Le malware Killdisk évolue en ransomware. Ne payez pas !
Killdisk est maintenant capable de crypter des fichiers sur les systèmes Windows et Linux. La menace est réelle. Mais n’allez pas jusqu’à payer, conseille ESET.
Le malware s’est transformé en ransomware. Killdisk, qui a été très actif ces deux années avec des attaques conduisant à l’effacement de données sur des ordinateurs, refait parler de lui sous forme de ransomware. La somme exigée est coquette : 222 bitcoins (216.000 USD) pour restaurer. Mais ne vous laissez par impressionner, prévient ESET. Le système a des failles…
Killdisk a déjà fait des ravages. Au cours de l’hiver 2015, il avait été utilisé comme module de Black Energy pour attaquer plusieurs centrales électriques ukrainiennes. On l’a vu, ensuite, opérer contre une importante agence de presse ukrainienne. Puis dans d’autres attaques contre plusieurs cibles dans le transport maritime, notamment.

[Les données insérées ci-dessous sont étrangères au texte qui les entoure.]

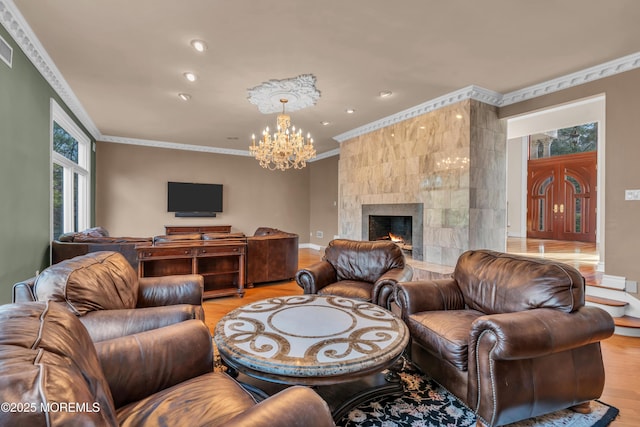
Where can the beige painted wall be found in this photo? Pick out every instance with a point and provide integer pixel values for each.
(622, 151)
(131, 191)
(323, 200)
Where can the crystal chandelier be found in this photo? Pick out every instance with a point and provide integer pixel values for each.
(285, 148)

Depuis, le malware a évolué pour devenir redoutable. D’abord, son champ d’action, initialement centré sur Windows, a été étendu à Linux. Ensuite, la routine de chiffrement et les algorithmes ont été modifiés. Qui plus est, les clefs de chiffrement ne sont ni enregistrées localement ni envoyés à un serveur de commande et de contrôle… «Les cybercriminels derrière cette variante de ne peuvent pas fournir à leurs victimes les clefs de décryptage pour récupérer leurs fichiers, et ce même si les victimes paient, donc restez prudents mais ne payez pas !», soulignent les chercheurs d’ESET. Lesquels ont détecté la présence d’une faiblesse dans le mécanisme de cryptage de la version Linux qui permet à la victime de récupérer -difficilement- ses fichiers, ce qui était impossible avec la version Windows.
On ne sait pas pourquoi les créateurs de Killdisk ont ajouté cette fonctionnalité de cryptage. Ils semblent toujours viser le même objectif que dans le passé -la destruction de données. Avec cette tactique de ransomware, ils pourraient également gagner beaucoup d’argent.
Le chiffrement opéré par Killdisk laisse peu de place à une solution technique : chaque fichier est chiffré avec sa propre clé AES, chaque clé étant ensuite chiffrée avec une clé publique RSA-1028.
Pour autant, on parle ici d’une menace qui a très peu de chance d’affecter le grand public, insiste encore ESET. Elle permet cependant de garder un œil sur l’évolution des techniques utilisées par les groupes de pirates dans des attaques minutieusement préparées.
Début janvier 2016, ESET avait alerté sur la reprise d’activité de ce malware. Depuis, le groupe TeleBots -à l’origine de Killdisk- semble avoir décidé de délaisser les systèmes industriels au profit de cibles bien plus rentables : des entreprises du secteur des services financiers. ESET estime que le groupe opère toujours dans une approche de cyber-sabotage. L’éditeur relève également quelques innovations, comme l’utilisation d’une boîte aux lettres outlook.com comme moyen de communication et de contrôle par les opérateurs du logiciel malveillant, ou encore celle de l’API pour automates de Telegram. Et leur trousse à outil s’avère assez étoffée, entre modules de vol de mots de passe (y compris sur le trafic réseau) et de reconnaissance de l’infrastructure via l’annuaire, notamment.